徹底的に、このドラマの悪いところが積み重なっていく。今日はそういう回でした。
「それは妊娠しているからです」
これ最悪じゃない? ヒロインの妊娠発覚をほかの病気を抱き合わせてやる必要ある?
「それは妊娠しているからです」
顔をしかめたまま微動だにしない結さん。喜べない家族。いったい何を見せられているのか。

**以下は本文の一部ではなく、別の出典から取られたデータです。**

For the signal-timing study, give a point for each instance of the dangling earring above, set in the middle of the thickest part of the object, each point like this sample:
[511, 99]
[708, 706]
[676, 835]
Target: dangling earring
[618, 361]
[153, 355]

翌日、目を覚ました結は「お腹に赤ちゃんがおるのに、ご飯も食べんで、ずっと無理して」とセリフで状況を説明しながらハラハラと涙を流すわけですが、泣いてる意味がわからんのですよ。発熱の原因は腎盂腎炎だった。吐き気は懐妊による悪阻。それがわかって、目の前には母親がいる。
普通に考えてさ、妊娠の話をするもんでないの?
ママ「そっか、結もお母さんになるのか」
結「私ダメだわ、最初っからこんなんじゃ、ちゃんとお母さんになれる自信ないな」
ママ「私も全然ダメだったわよ、アユを妊娠したときなんてまだ18だったし」
みたいな話をするもんじゃないのかね。ここの「自分が初めて妊娠したのに、赤ちゃんを最優先に考えてない」感じ、それより自己憐憫に浸ることが優先されてしまう感じ、実に気味が悪かったです。
この気味の悪さって、なんか「妊娠して喜ぶ橋本環奈」という構図を意図的に避けた感じがするんだよな。

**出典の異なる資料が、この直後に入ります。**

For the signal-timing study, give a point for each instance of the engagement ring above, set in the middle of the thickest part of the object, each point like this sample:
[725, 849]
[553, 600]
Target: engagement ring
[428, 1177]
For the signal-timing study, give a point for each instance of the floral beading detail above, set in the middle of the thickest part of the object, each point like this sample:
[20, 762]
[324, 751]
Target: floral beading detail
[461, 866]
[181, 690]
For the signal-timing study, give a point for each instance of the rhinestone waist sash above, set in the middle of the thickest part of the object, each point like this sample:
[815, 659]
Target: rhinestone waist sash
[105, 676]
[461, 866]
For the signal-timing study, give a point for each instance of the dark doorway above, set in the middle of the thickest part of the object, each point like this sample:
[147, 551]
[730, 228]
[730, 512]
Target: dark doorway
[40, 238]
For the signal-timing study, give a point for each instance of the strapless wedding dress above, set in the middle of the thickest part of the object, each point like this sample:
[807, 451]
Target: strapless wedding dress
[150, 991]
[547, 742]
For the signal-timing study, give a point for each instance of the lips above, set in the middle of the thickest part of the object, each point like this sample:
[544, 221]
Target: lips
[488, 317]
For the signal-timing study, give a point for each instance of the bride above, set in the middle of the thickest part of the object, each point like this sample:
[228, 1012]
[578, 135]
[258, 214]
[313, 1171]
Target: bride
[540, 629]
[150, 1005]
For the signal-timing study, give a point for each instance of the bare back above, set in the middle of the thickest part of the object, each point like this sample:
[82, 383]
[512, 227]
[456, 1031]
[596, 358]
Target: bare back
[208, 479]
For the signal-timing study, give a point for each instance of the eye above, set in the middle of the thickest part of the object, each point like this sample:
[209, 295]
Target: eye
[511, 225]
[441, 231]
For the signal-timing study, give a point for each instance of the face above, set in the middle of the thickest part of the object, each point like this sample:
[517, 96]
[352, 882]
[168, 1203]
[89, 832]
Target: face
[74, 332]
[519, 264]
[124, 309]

そう考えると、結という人はこの劇中で、本当に心から喜んだことが一度でもあっただろうかという思いに至るわけです。
パラショーは楽しそうだったけど、あれは「気が進まないけどやってみたら楽しかった」だし、糸島の逆プロポーズも翔也の悲劇を下敷きにした切実なものだったし、ナベがおむすび食べてくれたときも、喜びというよりは何か責任を果たした充実感みたいな顔をしてたし。